Por eso, tras la impura noche húmeda y arrasada por el viento de lluvia, azotada por el desconsuelo, Emilia, al día siguiente después de almorzar, como un alma en pena, con los movimientos un poco rígidos de quien está bajo los efectos de un somnífero o quizá de la hipnosis se adentra en el reducto donde se esconde Juan Campos, su despacho del Asubio y declara:
—No puede ser que Matilda no exista ya de ninguna manera, eso no puede ser, Juan.
Juan Campos, al ver a Emilia de pronto ante él (Emilia ha llamado a la puerta con una cierta viveza y ha entrado sin esperar a la invitación a entrar, cosa frecuente por lo demás en la familia Campos), ha pensado que Emilia viene, como tantas otras veces en estos últimos tiempos, a consultar algún asunto doméstico. Hace tiempo que Juan Campos no se sienta ya a su mesa de trabajo, sino en un sillón de orejas frente al fuego.

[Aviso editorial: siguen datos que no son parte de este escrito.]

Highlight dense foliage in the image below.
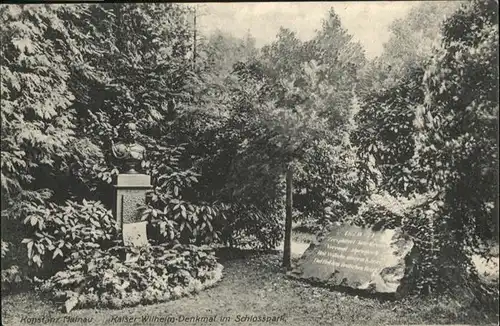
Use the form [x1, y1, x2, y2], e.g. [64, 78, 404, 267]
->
[353, 1, 498, 292]
[0, 0, 498, 304]
[40, 245, 222, 312]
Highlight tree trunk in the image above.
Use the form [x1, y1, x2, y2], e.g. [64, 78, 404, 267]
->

Ahí pasa largas horas leyendo o dormitando, como si sufriera una hipersomnia por rechazo del entorno, aun cuando el entorno le sea familiar y sea un entorno elegido por él mismo con todo lujo de detalles (de aquí que hasta en lo físico la actitud de Juan Campos es contradictoria o es ambigua: se ha acomodado a su cómodo entorno y a la vez se amodorra con facilidad porque desea rehuirse a sí mismo. El dolor indoloro de Juan Campos lo presintió con toda claridad Kierkegaard en
El concepto de la angustia:
le angustia su falta de angustia, le duele su falta de dolor: a la vez lo busca y lo rechaza en un mismo acto de su sensibilidad). Como cuenta con que Emilia se ha plegado ya por completo a su papel de ama de llaves, descuenta cualquier profundidad o dolor en Emilia: Emilia de pie, ante él, ha pronunciado su frase, Juan Campos se ha quedado sólo con el final de la frase, con el Eso no puede ser Juan. Por eso pregunta:
—¿Qué es lo que no puede ser, Emilia?
—No puede ser que Matilda se haya muerto.
El punzante absurdo de esta frase de Emilia saca a Juan de su ensimismamiento. De pronto se da cuenta de que la muerte de Matilda significa para Emilia y para él cosas distintas: la muerte misma de la persona amada es lo único que ambos tienen en común. El referente común es la ausencia de Matilda: su muerte. Y ante esto, Juan Campos se pone a la defensiva al principio: ¿qué puede decir que no sea insípido e inútil? No se ve en el papel de un viudo que consuela a los amigos de su difunta mujer con palabras de comprensión y de cariño. No se ve, de hecho, desempeñando ningún papel distinto de este papel ensimismado, huidizo.
—Desgraciadamente sí se ha muerto, Emilia. Entiendo lo que quieres decir: que parece imposible. A mí también me parece imposible a veces. Pero se ha muerto.